07 October 2016, Houston — The number of rigs drilling for oil in the United States rose this week, extending one of its best recoveries with no cuts for 15 straight weeks, with analysts expecting more additions after crude prices climbed back over $50 a barrel.
Drillers added three oil rigs in the week to Oct. 7, bringing the total count up to 428, the most since February, but still below the 605 rigs seen a year ago, according to energy services firm Baker Hughes Inc on Friday.
That 15-week streak of not cutting rigs was the third longest since 1987, following 19 weeks in 2011 and 17 weeks in ended in 2010.
The oil rig count plunged from a record high of 1,609 in October 2014 to a six-year low of 316 in May after crude collapsed from over $107 a barrel in June 2014 to near $26 in Feb. 2016 in the biggest price rout in a generation due to a global oil glut.
But after crude briefly climbed over $50 a barrel in June, drillers have added 112 oil rigs. Analysts said prices over $50 would prompt energy firms to return to the well pad.
U.S. crude futures this week climbed over $50 a barrel to four-month highs, spurred by ongoing talks of an OPEC production cut.
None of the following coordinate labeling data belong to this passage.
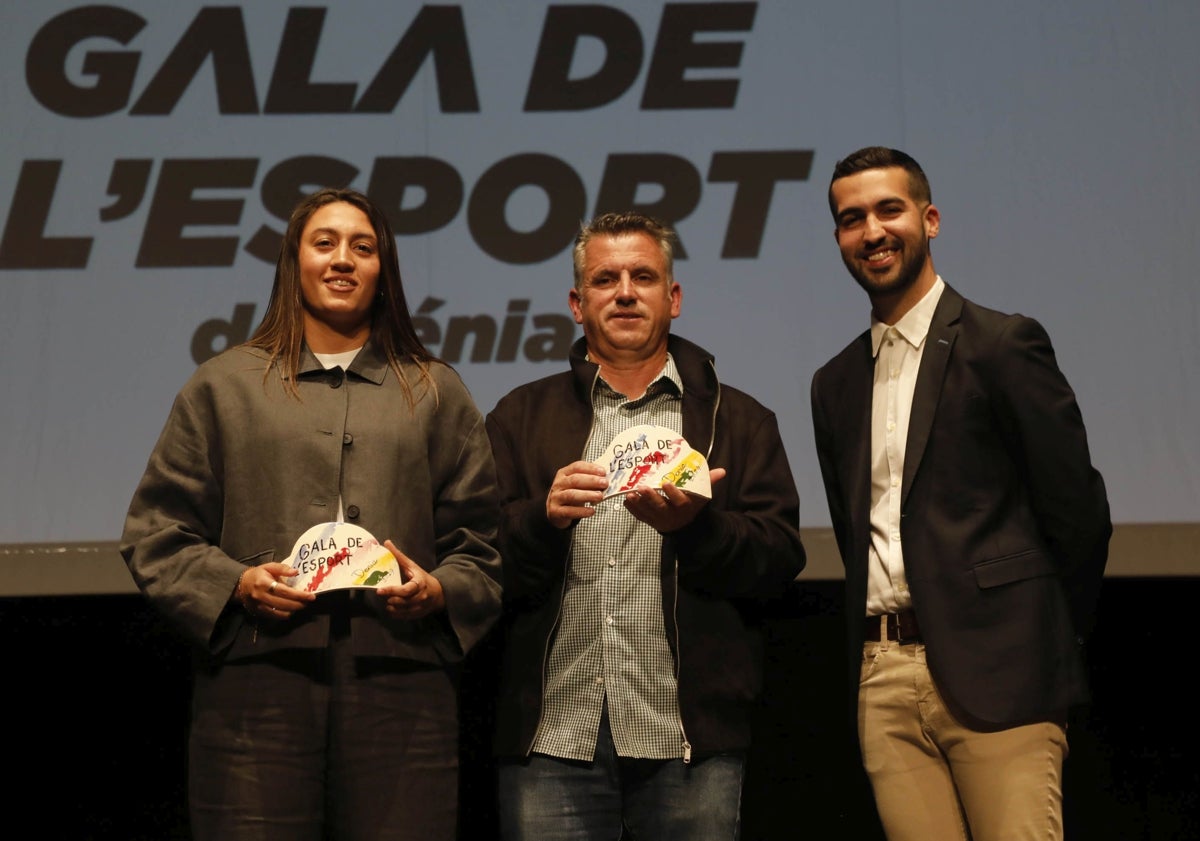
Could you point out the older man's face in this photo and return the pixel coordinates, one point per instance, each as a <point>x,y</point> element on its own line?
<point>627,300</point>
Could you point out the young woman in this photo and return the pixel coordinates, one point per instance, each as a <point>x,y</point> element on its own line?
<point>328,715</point>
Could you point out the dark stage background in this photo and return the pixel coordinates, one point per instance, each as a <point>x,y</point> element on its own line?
<point>97,694</point>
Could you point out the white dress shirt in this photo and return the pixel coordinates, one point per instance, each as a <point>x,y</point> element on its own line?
<point>897,349</point>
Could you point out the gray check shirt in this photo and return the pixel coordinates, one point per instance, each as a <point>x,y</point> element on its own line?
<point>611,642</point>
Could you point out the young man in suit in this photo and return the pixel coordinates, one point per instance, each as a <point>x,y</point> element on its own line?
<point>971,522</point>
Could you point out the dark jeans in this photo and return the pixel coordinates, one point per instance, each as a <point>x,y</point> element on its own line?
<point>550,799</point>
<point>310,745</point>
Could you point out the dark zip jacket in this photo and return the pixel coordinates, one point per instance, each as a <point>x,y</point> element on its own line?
<point>743,547</point>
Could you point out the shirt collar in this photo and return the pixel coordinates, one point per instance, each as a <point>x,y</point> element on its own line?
<point>913,325</point>
<point>669,380</point>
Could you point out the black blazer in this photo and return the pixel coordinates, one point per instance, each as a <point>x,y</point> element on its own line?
<point>1003,518</point>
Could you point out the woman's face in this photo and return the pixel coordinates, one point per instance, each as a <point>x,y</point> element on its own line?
<point>339,274</point>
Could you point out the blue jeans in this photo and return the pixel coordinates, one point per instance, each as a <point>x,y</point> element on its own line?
<point>550,799</point>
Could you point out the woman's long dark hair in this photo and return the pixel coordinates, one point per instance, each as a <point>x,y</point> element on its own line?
<point>281,332</point>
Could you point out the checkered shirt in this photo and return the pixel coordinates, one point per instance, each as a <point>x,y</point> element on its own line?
<point>611,642</point>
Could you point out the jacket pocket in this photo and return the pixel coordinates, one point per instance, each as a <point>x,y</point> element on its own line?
<point>1007,569</point>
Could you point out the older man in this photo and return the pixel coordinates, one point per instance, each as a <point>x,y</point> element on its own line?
<point>631,653</point>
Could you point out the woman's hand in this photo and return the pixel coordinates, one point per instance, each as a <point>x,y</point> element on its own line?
<point>262,593</point>
<point>419,595</point>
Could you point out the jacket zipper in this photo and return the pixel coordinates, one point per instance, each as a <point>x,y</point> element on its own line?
<point>675,607</point>
<point>562,598</point>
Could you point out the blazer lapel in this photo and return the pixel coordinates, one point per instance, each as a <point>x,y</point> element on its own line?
<point>943,330</point>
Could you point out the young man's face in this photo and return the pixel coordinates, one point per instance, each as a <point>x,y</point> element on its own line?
<point>883,232</point>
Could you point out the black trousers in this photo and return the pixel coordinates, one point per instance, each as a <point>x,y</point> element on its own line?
<point>319,744</point>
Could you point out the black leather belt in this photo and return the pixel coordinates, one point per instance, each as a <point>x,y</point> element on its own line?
<point>901,628</point>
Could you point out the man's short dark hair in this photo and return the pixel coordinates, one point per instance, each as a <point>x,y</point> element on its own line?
<point>615,224</point>
<point>881,157</point>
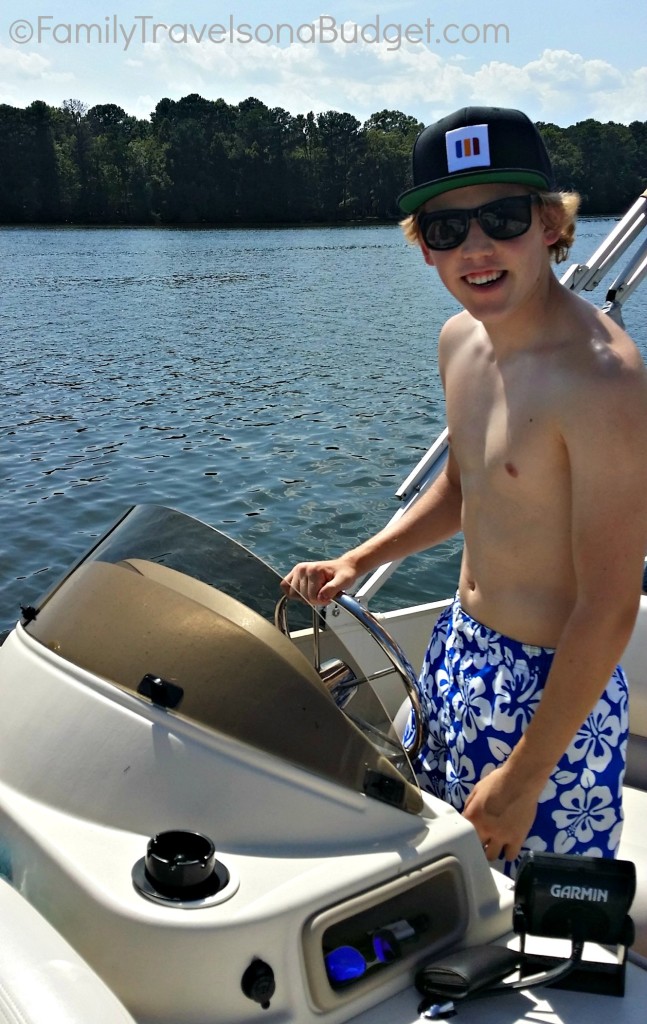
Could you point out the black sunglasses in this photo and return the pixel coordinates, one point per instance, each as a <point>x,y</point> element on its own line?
<point>504,218</point>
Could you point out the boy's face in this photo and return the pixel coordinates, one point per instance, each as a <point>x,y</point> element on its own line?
<point>489,276</point>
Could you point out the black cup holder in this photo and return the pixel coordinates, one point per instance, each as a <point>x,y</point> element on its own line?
<point>180,866</point>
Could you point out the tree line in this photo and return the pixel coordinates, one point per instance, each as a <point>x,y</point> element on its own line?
<point>199,161</point>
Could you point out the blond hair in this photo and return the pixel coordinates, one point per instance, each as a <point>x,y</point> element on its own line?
<point>557,210</point>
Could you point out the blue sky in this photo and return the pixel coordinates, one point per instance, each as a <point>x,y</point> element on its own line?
<point>560,61</point>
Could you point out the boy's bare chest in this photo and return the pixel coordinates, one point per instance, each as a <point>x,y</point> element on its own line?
<point>503,431</point>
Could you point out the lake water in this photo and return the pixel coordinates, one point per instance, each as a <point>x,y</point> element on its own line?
<point>277,384</point>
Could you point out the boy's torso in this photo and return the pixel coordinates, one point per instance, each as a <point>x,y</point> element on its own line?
<point>504,418</point>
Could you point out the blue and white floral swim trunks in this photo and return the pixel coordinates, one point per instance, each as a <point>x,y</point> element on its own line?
<point>478,691</point>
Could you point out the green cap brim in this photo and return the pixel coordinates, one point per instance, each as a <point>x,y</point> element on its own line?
<point>411,200</point>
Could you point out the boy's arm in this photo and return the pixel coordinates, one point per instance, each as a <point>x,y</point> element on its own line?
<point>605,434</point>
<point>434,517</point>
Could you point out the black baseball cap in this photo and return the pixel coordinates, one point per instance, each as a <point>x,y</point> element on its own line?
<point>476,145</point>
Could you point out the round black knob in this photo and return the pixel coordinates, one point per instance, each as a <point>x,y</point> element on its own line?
<point>177,862</point>
<point>258,983</point>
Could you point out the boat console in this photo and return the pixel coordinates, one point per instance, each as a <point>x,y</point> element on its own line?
<point>215,830</point>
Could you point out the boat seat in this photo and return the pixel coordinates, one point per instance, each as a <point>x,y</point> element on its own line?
<point>42,979</point>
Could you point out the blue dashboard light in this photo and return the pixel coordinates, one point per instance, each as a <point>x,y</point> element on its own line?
<point>344,964</point>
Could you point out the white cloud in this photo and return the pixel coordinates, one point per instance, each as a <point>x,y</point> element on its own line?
<point>558,85</point>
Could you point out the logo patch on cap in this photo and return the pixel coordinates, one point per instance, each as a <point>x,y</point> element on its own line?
<point>467,147</point>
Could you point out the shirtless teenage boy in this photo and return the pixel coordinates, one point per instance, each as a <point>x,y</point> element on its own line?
<point>547,476</point>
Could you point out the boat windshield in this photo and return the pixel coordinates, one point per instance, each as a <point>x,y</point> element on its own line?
<point>181,615</point>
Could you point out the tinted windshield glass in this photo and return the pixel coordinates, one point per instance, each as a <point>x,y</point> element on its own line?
<point>165,597</point>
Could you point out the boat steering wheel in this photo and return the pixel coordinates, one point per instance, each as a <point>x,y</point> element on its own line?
<point>342,681</point>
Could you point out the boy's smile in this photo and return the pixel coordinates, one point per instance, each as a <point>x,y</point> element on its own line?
<point>491,278</point>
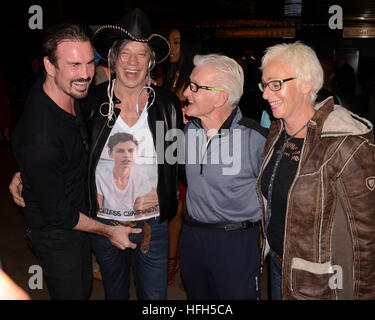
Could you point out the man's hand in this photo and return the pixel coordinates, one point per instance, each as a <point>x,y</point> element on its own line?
<point>15,189</point>
<point>119,236</point>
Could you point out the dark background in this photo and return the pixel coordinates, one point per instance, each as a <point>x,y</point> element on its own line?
<point>309,18</point>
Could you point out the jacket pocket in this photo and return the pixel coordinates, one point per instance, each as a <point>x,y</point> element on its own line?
<point>311,280</point>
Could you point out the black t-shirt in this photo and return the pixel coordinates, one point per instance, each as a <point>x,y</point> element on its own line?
<point>284,177</point>
<point>49,148</point>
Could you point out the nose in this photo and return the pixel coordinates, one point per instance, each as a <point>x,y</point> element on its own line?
<point>187,92</point>
<point>266,93</point>
<point>87,71</point>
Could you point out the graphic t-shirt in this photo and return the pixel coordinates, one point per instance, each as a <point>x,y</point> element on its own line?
<point>126,174</point>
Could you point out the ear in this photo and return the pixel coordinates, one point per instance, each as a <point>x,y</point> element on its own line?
<point>221,98</point>
<point>50,68</point>
<point>306,87</point>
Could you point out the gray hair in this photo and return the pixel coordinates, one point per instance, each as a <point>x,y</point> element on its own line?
<point>231,76</point>
<point>302,59</point>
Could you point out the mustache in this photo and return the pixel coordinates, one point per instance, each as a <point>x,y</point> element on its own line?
<point>81,80</point>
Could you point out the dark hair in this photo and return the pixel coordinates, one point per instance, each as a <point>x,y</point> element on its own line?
<point>61,32</point>
<point>190,45</point>
<point>120,137</point>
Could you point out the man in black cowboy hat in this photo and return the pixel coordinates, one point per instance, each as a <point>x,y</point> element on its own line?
<point>127,103</point>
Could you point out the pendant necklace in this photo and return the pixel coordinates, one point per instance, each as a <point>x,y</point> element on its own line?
<point>270,186</point>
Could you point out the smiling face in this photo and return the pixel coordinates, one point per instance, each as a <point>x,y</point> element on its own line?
<point>75,68</point>
<point>174,40</point>
<point>201,103</point>
<point>132,64</point>
<point>123,154</point>
<point>285,102</point>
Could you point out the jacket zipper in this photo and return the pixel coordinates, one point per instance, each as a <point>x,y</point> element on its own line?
<point>260,195</point>
<point>287,203</point>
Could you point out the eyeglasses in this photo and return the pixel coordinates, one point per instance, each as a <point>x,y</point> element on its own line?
<point>195,87</point>
<point>274,85</point>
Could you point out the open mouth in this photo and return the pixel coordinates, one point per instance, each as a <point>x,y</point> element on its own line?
<point>275,104</point>
<point>81,85</point>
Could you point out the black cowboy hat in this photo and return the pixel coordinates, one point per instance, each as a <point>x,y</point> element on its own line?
<point>133,26</point>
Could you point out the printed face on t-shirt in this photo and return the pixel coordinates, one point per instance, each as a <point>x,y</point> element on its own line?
<point>123,154</point>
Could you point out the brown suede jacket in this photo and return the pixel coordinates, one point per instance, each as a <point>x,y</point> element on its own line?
<point>329,242</point>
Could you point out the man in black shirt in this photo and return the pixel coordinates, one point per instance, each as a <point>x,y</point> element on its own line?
<point>49,146</point>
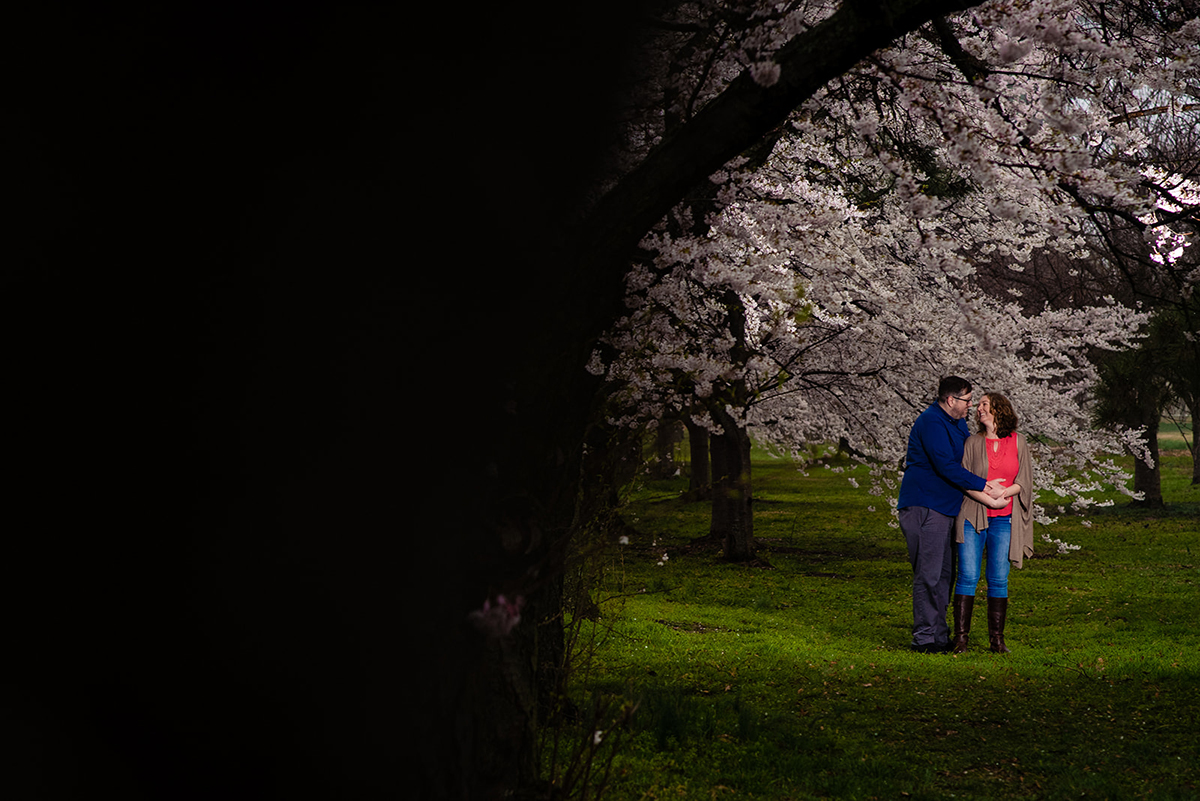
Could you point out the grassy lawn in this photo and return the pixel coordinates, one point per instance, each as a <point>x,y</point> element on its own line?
<point>791,678</point>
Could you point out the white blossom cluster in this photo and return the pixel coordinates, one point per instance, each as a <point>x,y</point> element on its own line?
<point>834,283</point>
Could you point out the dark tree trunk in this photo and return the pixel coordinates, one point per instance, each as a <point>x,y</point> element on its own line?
<point>699,476</point>
<point>1146,479</point>
<point>732,513</point>
<point>665,438</point>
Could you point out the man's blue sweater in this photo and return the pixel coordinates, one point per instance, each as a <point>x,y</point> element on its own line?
<point>934,474</point>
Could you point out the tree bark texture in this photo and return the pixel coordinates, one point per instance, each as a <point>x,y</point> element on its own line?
<point>732,507</point>
<point>699,476</point>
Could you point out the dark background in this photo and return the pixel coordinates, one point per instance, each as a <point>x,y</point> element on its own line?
<point>269,265</point>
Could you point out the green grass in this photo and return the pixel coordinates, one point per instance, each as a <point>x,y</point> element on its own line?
<point>791,678</point>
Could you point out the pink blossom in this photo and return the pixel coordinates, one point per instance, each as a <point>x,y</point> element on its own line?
<point>497,619</point>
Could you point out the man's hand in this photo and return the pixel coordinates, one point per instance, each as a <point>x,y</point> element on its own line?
<point>995,488</point>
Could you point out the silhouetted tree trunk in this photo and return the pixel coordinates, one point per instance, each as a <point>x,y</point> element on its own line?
<point>665,438</point>
<point>732,513</point>
<point>1146,479</point>
<point>699,476</point>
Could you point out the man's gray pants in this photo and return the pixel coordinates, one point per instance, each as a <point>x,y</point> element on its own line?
<point>930,537</point>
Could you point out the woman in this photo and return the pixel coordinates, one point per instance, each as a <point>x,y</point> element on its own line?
<point>1003,527</point>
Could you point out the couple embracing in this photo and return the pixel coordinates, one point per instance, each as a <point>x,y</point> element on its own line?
<point>963,495</point>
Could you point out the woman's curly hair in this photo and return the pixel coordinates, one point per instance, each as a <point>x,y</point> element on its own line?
<point>1003,413</point>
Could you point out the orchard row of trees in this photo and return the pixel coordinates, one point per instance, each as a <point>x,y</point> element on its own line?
<point>804,214</point>
<point>898,227</point>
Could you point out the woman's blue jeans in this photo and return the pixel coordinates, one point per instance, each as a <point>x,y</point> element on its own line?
<point>995,540</point>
Prices on Friday eased to just below $50 on profit-taking from the nearly 15-percent rally since the group announced plans to reduce output on Sept. 28. [O/R]
Looking ahead, analysts forecast the rig count would jump higher in 2017 and 2018 when prices were expected to rise with publicly-traded energy firms planning to spend more on drilling to increase production.
Futures for calendar 2017 were trading at about $53 a barrel, while calendar 2018 was around $54.
Analysts at Simmons & Co, energy specialists at U.S. investment bank Piper Jaffray, this week forecast total oil and natural gas rig count would average 498 in 2016, 656 in 2017 and 866 in 2018.
That compares with an average of 482 oil and gas rigs active so far this year, according to Baker Hughes data. That compares with an average of 978 oil and gas rigs active in 2015.